Cullen Greenwich jest pisarzem. Poznajemy go tuż po tym, jak ukazuje się jego kolejna książka, a Autor, jego bliscy, znajomi, a przede wszystkim menadżer i wydawca, w sposób mniej lub bardziej oczywisty, czekają na recenzje. Wśród kilku dobrych jest też taka, która mieszka książkę Greenwicha z błotem odmawiając mu jakichkolwiek zdolności pisarskich. Autorem krytycznej recenzji okazuje się być Sherman Waxx. Gdy dochodzi do okazjonalnego spotkania pisarza z krytykiem, ten ostatni uznaje to za zamach na własną prywatność i rozpoczyna krucjatę, niestety krwawą, przeciwko Grenwichowi.

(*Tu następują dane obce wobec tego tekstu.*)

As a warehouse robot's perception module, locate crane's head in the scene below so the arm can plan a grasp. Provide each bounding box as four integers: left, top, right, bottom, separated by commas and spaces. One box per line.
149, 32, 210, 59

Czytałam, czytałam, czytałam i co chwila musiałam sobie przypominać, że to tylko powieść. Co gorsza, co jakiś czas musiałam odkładać książkę i zajmować się czymś innym, by choć na chwilę wyciszyć kłębiące się we mnie emocje. (Co w sumie niewiele dawało, bo nie mogąc czytać książki, myślałam o książce).
Przedziwna zemsta, genialne dziecko i pies o nadprzyrodzonych zdolnościach połączeni kunsztem Deana Koontza w realistyczną powieść sprawiły, że w głowie była mi tylko "Recenzja".